Dr.Who
Well-Known Member
Our union faces another threat to its integrity and this time it comes in the form of cuts to the budget.
Medicare makes up about 20% of the whole federal budget so if one wants to make cuts it is tempting to make them here. And there is talk of reducing the number of people who can claim medicare. Since the states run medicare for the feds (the dirty little way they got around the constitution) each state would be responsible for making the cuts. Arizona is thinking that they would cut parents without children and parents with children who make more money.
But medicare is supposed to be like an insurance policy not like an entitlement program. The people who pay into the system are supposed to be the same ones who collect their own money later when they retire and need medical care. These cuts would be the equivalent of an insurance company telling you that they don't plan to pay for your house fire after you have paid premiums for 30 years because you have more money in the bank than they think you should have.
These cuts would also increase the unfairness among our population as more and more money is redistributed from those who have paid in and earned the payouts to more and more people who have not paid into the system. This kinds of unfairness will eventually destroy our republic.
The solution to medicare's problem is not to make the system unfair and cheat people of the contributions they have made but to make it more fair and cut the aspects of it (added later after its inception) that make payments to people who have not paid into the system.
Yes, once the system stops making payments to people who have not paid in it will balance better. But there will still be times when the number of people who are collecting will exceed the number of people who are paying in (like right now with baby boomers). That is the nature of ponzi schemes and the only thing to do is to suck it up and live with it knowing that there will be other times when the number of people paying in will exceed the number of people collecting.
And obviously another way to fix it would be for congress to stop using the funds as their own personal bank account. Medicare funds must not be mixed with other funds.
Lastly, to really fix the system we need to reduce the payments in and the payments out gradually until the whole plan is scrapped and replaced by a new workable one. I would recommend reducing it by 1% every year for the next hundred years. Somewhere in those hundred years we can create the replacement and eliminate it sooner. Payments into private health care savings accounts that would reduce ones payments into FICA would be a good start to eliminating the program.
If we really wanted to get radical each and every state could refuse to cooperate with the feds and stop running the program. Then when it collapsed they could force the feds to return every dollar paid in back to the people who paid those dollars - with interest. Each person would then have their own money back to use for retirement.
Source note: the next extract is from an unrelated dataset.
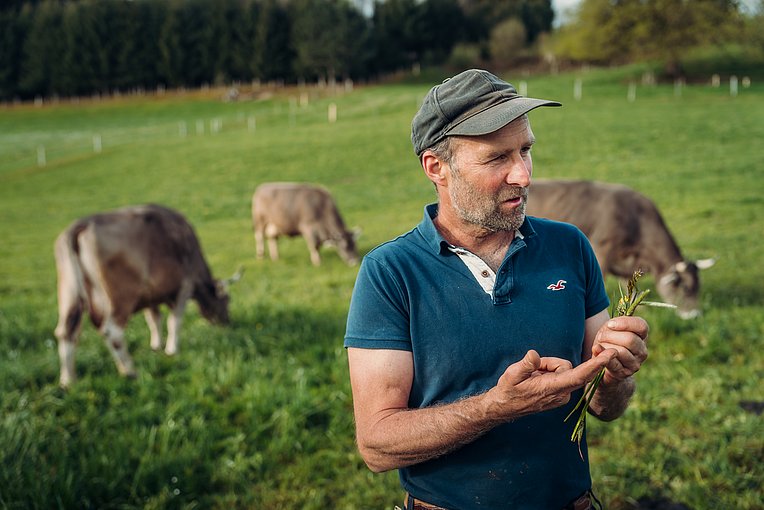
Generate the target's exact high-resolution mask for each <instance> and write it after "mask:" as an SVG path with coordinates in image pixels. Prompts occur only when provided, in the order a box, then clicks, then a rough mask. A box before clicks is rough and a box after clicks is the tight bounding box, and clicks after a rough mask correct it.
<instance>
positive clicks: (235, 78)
mask: <svg viewBox="0 0 764 510" xmlns="http://www.w3.org/2000/svg"><path fill="white" fill-rule="evenodd" d="M553 16H554V14H553V10H552V7H551V0H514V1H506V2H493V1H491V0H375V1H374V4H373V13H371V14H368V13H364V12H362V11H361V9H360V8H359V7H358V5H357V4H355V3H351V1H350V0H132V1H131V0H108V1H104V0H79V1H76V0H69V1H64V0H43V1H23V0H8V1H7V2H4V3H3V5H2V7H0V34H1V35H0V98H2V99H5V100H8V99H14V98H20V99H30V98H33V97H37V96H63V97H67V96H81V95H90V94H95V93H110V92H113V91H127V90H135V89H155V88H157V87H198V86H201V85H204V84H211V85H216V84H217V85H222V84H229V83H233V82H250V81H254V80H259V81H263V82H273V81H278V82H292V83H294V82H299V81H306V82H307V81H315V80H319V79H327V80H331V79H347V78H350V79H356V80H358V79H361V80H364V79H373V78H376V77H379V76H381V75H384V74H387V73H391V72H395V71H398V70H401V69H408V68H410V67H411V66H412V65H413V64H415V63H419V64H422V65H427V64H429V63H442V62H443V61H444V60H445V59H446V58H448V57H449V55H450V54H451V52H452V50H453V48H454V47H455V46H456V45H459V44H468V45H471V47H474V48H477V50H476V52H477V53H478V54H479V56H481V57H488V56H489V53H490V44H489V35H490V34H491V31H492V30H493V29H494V28H495V27H496V26H497V25H499V24H500V23H501V22H502V21H504V20H509V19H511V20H512V21H513V22H514V23H516V24H519V25H520V30H515V33H514V35H516V34H517V33H520V34H521V38H522V41H521V43H522V44H523V45H528V44H532V43H534V42H535V41H536V40H537V38H538V37H539V35H540V34H541V33H543V32H547V31H549V30H550V29H551V26H552V21H553Z"/></svg>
Older people who would have paid in longer would have more. Younger people would have less but would have more time to build a nest egg without the crushing burden of paying social security taxes. Of course it will never happen.
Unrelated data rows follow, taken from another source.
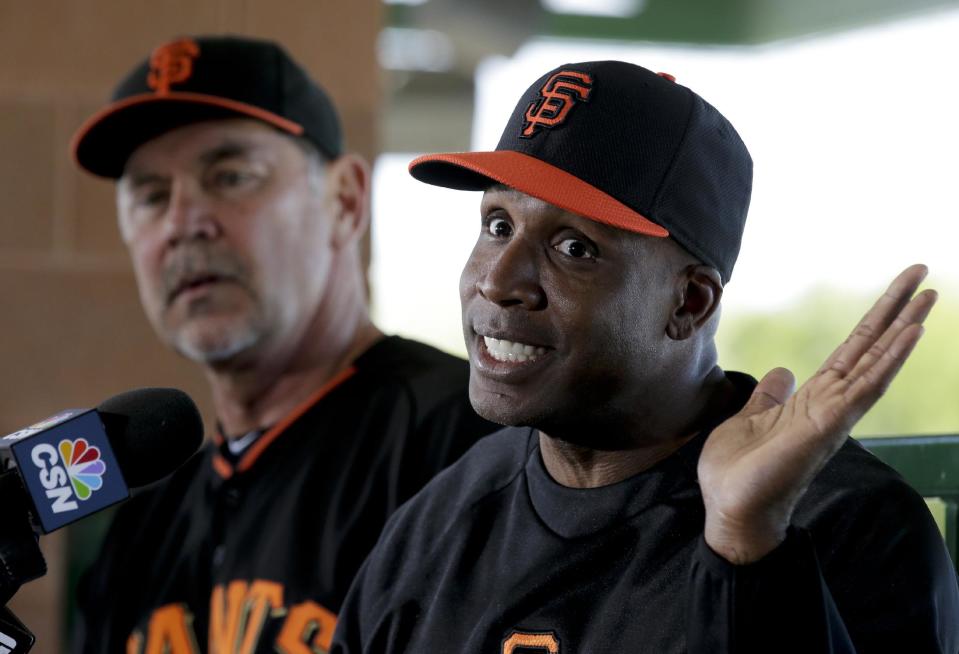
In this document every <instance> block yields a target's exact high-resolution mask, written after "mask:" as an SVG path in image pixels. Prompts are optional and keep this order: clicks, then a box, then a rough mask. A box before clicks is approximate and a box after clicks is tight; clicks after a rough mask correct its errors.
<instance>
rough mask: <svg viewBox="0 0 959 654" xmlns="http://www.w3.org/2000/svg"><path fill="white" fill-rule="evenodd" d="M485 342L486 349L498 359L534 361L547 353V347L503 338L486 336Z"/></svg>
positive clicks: (522, 360) (502, 360) (512, 360)
mask: <svg viewBox="0 0 959 654" xmlns="http://www.w3.org/2000/svg"><path fill="white" fill-rule="evenodd" d="M483 342H484V343H486V350H487V351H488V352H489V353H490V356H491V357H493V358H494V359H496V360H497V361H515V362H517V363H523V362H524V361H533V360H534V359H536V358H537V357H539V356H541V355H543V354H546V348H545V347H536V346H534V345H526V344H525V343H515V342H513V341H507V340H506V339H502V338H492V337H490V336H484V337H483Z"/></svg>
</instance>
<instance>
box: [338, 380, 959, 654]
mask: <svg viewBox="0 0 959 654" xmlns="http://www.w3.org/2000/svg"><path fill="white" fill-rule="evenodd" d="M730 378H731V379H733V380H734V381H735V382H736V383H737V385H738V386H739V388H740V389H741V391H742V394H743V401H745V397H746V396H747V395H748V393H749V390H750V388H751V383H750V382H751V380H744V376H739V375H735V374H734V373H730ZM752 383H754V382H752ZM706 436H707V434H706V433H705V432H704V433H702V434H700V435H699V436H698V437H696V438H695V439H693V440H692V441H690V442H689V443H687V444H686V445H684V446H683V447H682V448H681V449H680V450H678V451H677V452H676V453H674V454H673V455H672V456H670V457H668V458H667V459H665V460H663V461H661V462H659V463H658V464H656V465H655V466H654V467H652V468H651V469H649V470H647V471H645V472H643V473H641V474H638V475H636V476H634V477H631V478H629V479H626V480H624V481H622V482H619V483H617V484H613V485H610V486H606V487H602V488H593V489H573V488H567V487H564V486H561V485H559V484H557V483H556V482H555V481H554V480H553V479H552V478H551V477H550V475H549V473H548V472H547V471H546V469H545V467H544V465H543V461H542V457H541V456H540V450H539V438H538V435H537V433H536V432H535V430H532V429H529V428H515V427H512V428H507V429H504V430H502V431H500V432H498V433H496V434H494V435H492V436H489V437H488V438H486V439H484V440H482V441H481V442H480V443H479V444H477V445H476V446H475V447H474V448H473V449H472V450H471V451H470V452H469V453H468V454H467V455H466V456H464V457H463V458H462V459H461V460H460V461H459V462H458V463H457V464H455V465H454V466H452V467H450V468H449V469H448V470H446V471H445V472H444V473H443V474H442V475H440V476H438V477H437V478H436V479H434V480H433V481H432V482H431V483H430V484H429V485H427V487H426V488H425V489H424V490H423V491H422V492H421V493H419V494H418V495H417V496H416V497H415V498H414V499H413V500H411V501H410V502H409V503H407V504H406V505H405V506H404V507H402V508H401V509H400V510H399V511H397V512H396V514H395V515H394V516H393V518H392V519H391V520H390V522H389V524H388V525H387V527H386V529H385V530H384V532H383V535H382V537H381V540H380V542H379V543H378V544H377V546H376V548H374V550H373V552H372V553H371V555H370V558H369V559H368V560H367V561H366V563H365V564H364V566H363V568H362V569H361V571H360V573H359V574H358V575H357V578H356V580H355V582H354V585H353V588H352V589H351V591H350V595H349V596H348V597H347V600H346V603H345V605H344V607H343V610H342V612H341V615H340V622H339V625H338V627H337V632H336V635H335V637H334V644H333V650H332V651H333V652H334V653H335V654H360V653H364V654H398V653H400V652H408V653H411V654H412V653H417V654H419V653H426V652H457V653H458V654H520V653H522V654H547V653H548V654H602V653H609V654H622V653H624V652H629V653H631V654H635V653H647V652H648V653H649V654H679V653H681V652H695V653H702V654H706V653H709V654H724V653H731V652H737V653H743V652H748V653H756V654H759V653H763V654H770V653H776V654H782V653H784V652H797V653H798V652H802V653H803V654H823V653H827V652H829V653H839V652H854V651H855V652H859V653H860V654H863V653H872V652H875V653H880V652H881V653H887V652H910V653H913V652H916V653H919V652H922V653H931V652H937V653H938V652H942V653H948V654H956V652H957V651H959V587H957V581H956V571H955V569H954V568H953V566H952V563H951V562H950V560H949V558H948V555H947V553H946V550H945V546H944V543H943V540H942V537H941V535H940V534H939V532H938V530H937V528H936V526H935V523H934V522H933V520H932V518H931V516H930V515H929V512H928V510H927V508H926V507H925V504H924V502H923V500H922V499H921V498H920V497H919V496H918V495H917V494H916V493H915V492H914V491H912V490H911V489H910V488H909V487H908V486H907V485H906V484H905V482H904V481H903V480H902V479H901V478H900V477H899V476H898V475H897V474H896V473H895V472H893V471H892V470H891V469H889V468H888V467H887V466H885V465H884V464H882V463H881V462H879V461H878V459H876V458H875V457H873V456H872V455H871V454H869V453H868V452H867V451H866V450H865V449H864V448H862V447H861V446H860V445H859V444H857V443H856V442H855V441H852V440H849V441H848V442H847V443H845V444H844V445H843V447H842V448H841V449H840V451H839V452H838V453H837V454H836V456H835V457H834V458H833V459H832V460H831V461H830V462H829V463H828V465H827V466H826V468H825V469H824V470H823V471H822V472H821V474H820V475H819V476H818V477H817V478H816V480H815V482H814V483H813V484H812V486H811V487H810V488H809V490H808V492H807V493H806V495H805V496H804V497H803V499H802V501H801V504H800V506H799V507H798V510H797V512H796V513H795V515H794V522H793V526H792V527H790V531H789V534H788V536H787V539H786V540H785V541H784V543H782V544H781V545H780V546H779V547H778V548H777V549H776V550H774V551H773V552H771V553H770V554H768V555H767V556H766V557H764V558H763V559H761V560H760V561H757V562H756V563H753V564H750V565H745V566H734V565H731V564H729V563H728V562H726V561H725V560H724V559H722V558H721V557H719V556H718V555H716V554H715V553H714V552H712V550H710V549H709V547H708V546H707V545H706V543H705V541H704V539H703V524H704V519H705V510H704V507H703V501H702V496H701V494H700V491H699V487H698V485H697V479H696V464H697V460H698V457H699V453H700V451H701V449H702V445H703V443H704V441H705V438H706Z"/></svg>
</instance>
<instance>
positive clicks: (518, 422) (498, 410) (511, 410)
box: [470, 386, 542, 427]
mask: <svg viewBox="0 0 959 654" xmlns="http://www.w3.org/2000/svg"><path fill="white" fill-rule="evenodd" d="M470 404H472V405H473V410H474V411H476V413H477V414H478V415H479V416H480V417H482V418H485V419H486V420H489V421H490V422H495V423H496V424H499V425H504V426H507V427H537V426H538V423H539V422H541V421H542V417H541V416H539V415H537V412H536V411H533V410H531V409H530V408H528V407H526V406H524V405H523V404H522V403H520V402H518V401H516V400H515V399H514V398H511V397H508V396H506V395H500V394H498V393H490V392H485V391H479V390H475V389H473V388H472V386H471V387H470Z"/></svg>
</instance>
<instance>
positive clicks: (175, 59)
mask: <svg viewBox="0 0 959 654" xmlns="http://www.w3.org/2000/svg"><path fill="white" fill-rule="evenodd" d="M199 55H200V46H198V45H197V44H196V43H195V42H194V41H192V40H190V39H180V40H179V41H173V42H172V43H167V44H165V45H161V46H160V47H159V48H157V49H156V50H154V51H153V54H152V55H150V74H149V75H147V84H148V85H149V86H150V88H151V89H153V90H154V91H156V92H157V95H165V94H167V93H169V92H170V85H171V84H177V83H179V82H185V81H187V80H188V79H190V75H192V74H193V60H194V59H195V58H196V57H198V56H199Z"/></svg>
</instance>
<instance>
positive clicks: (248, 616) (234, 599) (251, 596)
mask: <svg viewBox="0 0 959 654" xmlns="http://www.w3.org/2000/svg"><path fill="white" fill-rule="evenodd" d="M282 606H283V586H282V585H280V584H278V583H276V582H273V581H262V580H257V581H254V582H253V583H252V584H247V583H246V582H245V581H231V582H230V584H229V586H227V588H226V590H225V591H224V589H223V586H222V585H219V586H216V587H215V588H214V589H213V593H212V595H211V596H210V639H209V643H210V647H209V649H210V654H237V653H239V654H250V653H252V652H253V651H254V650H255V649H256V646H257V643H258V641H259V640H260V634H261V633H262V631H263V625H264V624H265V623H266V619H267V617H269V613H270V611H271V610H275V609H279V608H281V607H282Z"/></svg>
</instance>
Medicare makes up about 20% of the whole federal budget so if one wants to make cuts it is tempting to make them here. And there is talk of reducing the number of people who can claim medicare. Since the states run medicare for the feds (the dirty little way they got around the constitution) each state would be responsible for making the cuts. Arizona is thinking that they would cut parents without children and parents with children who make more money.
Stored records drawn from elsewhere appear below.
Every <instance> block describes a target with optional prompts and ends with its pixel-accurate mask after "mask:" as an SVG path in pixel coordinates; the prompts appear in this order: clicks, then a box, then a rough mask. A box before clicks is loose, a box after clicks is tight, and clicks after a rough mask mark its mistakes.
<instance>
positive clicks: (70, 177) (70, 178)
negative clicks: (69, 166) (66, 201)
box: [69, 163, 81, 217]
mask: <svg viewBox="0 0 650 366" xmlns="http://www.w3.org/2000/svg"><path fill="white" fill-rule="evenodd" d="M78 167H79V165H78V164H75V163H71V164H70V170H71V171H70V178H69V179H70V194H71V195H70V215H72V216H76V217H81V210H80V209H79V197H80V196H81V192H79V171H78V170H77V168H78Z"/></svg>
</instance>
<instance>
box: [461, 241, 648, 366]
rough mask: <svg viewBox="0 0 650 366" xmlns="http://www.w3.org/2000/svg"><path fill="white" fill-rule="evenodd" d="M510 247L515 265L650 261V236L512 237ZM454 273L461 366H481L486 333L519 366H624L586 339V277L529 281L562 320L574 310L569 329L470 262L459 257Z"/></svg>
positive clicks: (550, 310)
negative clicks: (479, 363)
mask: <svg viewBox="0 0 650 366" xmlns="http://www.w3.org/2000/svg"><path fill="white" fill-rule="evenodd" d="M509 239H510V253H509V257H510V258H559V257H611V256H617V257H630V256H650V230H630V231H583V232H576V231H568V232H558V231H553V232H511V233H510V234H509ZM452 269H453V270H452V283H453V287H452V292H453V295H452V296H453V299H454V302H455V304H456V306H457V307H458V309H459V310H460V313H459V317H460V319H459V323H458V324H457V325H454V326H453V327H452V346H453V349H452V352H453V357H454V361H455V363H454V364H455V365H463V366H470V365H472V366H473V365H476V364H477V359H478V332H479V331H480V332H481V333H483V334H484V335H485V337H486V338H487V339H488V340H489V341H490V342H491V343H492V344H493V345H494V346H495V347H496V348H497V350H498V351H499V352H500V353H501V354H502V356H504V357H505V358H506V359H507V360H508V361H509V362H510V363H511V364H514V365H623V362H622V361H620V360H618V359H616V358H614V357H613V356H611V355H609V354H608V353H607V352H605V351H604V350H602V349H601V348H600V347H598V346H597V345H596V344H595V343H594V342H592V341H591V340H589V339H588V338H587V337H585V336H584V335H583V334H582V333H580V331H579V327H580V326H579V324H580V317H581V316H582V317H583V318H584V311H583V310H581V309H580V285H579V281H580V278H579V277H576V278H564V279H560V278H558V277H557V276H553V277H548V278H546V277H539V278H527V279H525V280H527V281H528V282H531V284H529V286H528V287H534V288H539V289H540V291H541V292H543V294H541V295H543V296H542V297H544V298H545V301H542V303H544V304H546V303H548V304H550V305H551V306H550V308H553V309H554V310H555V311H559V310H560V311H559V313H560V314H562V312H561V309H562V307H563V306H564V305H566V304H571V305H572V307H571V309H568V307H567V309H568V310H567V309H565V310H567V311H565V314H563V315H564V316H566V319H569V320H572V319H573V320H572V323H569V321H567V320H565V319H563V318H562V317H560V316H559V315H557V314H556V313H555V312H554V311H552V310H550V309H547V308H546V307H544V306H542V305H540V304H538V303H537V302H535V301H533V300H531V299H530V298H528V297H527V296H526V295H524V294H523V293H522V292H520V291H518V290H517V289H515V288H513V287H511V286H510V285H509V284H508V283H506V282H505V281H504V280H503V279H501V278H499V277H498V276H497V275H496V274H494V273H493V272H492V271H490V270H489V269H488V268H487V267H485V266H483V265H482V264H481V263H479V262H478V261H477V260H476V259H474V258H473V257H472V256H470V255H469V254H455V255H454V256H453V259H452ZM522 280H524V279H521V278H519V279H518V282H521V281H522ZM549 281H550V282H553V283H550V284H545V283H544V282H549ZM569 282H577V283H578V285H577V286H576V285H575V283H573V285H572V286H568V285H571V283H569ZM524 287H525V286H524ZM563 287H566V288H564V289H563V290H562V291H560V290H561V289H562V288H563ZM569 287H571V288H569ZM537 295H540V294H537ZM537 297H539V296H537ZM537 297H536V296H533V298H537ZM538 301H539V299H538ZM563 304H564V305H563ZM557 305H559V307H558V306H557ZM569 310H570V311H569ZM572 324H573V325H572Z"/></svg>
But medicare is supposed to be like an insurance policy not like an entitlement program. The people who pay into the system are supposed to be the same ones who collect their own money later when they retire and need medical care. These cuts would be the equivalent of an insurance company telling you that they don't plan to pay for your house fire after you have paid premiums for 30 years because you have more money in the bank than they think you should have.
These cuts would also increase the unfairness among our population as more and more money is redistributed from those who have paid in and earned the payouts to more and more people who have not paid into the system. This kinds of unfairness will eventually destroy our republic.
The solution to medicare's problem is not to make the system unfair and cheat people of the contributions they have made but to make it more fair and cut the aspects of it (added later after its inception) that make payments to people who have not paid into the system.
Yes, once the system stops making payments to people who have not paid in it will balance better. But there will still be times when the number of people who are collecting will exceed the number of people who are paying in (like right now with baby boomers). That is the nature of ponzi schemes and the only thing to do is to suck it up and live with it knowing that there will be other times when the number of people paying in will exceed the number of people collecting.
And obviously another way to fix it would be for congress to stop using the funds as their own personal bank account. Medicare funds must not be mixed with other funds.
Lastly, to really fix the system we need to reduce the payments in and the payments out gradually until the whole plan is scrapped and replaced by a new workable one. I would recommend reducing it by 1% every year for the next hundred years. Somewhere in those hundred years we can create the replacement and eliminate it sooner. Payments into private health care savings accounts that would reduce ones payments into FICA would be a good start to eliminating the program.
If we really wanted to get radical each and every state could refuse to cooperate with the feds and stop running the program. Then when it collapsed they could force the feds to return every dollar paid in back to the people who paid those dollars - with interest. Each person would then have their own money back to use for retirement. Older people who would have paid in longer would have more. Younger people would have less but would have more time to build a nest egg without the crushing burden of paying social security taxes. Of course it will never happen.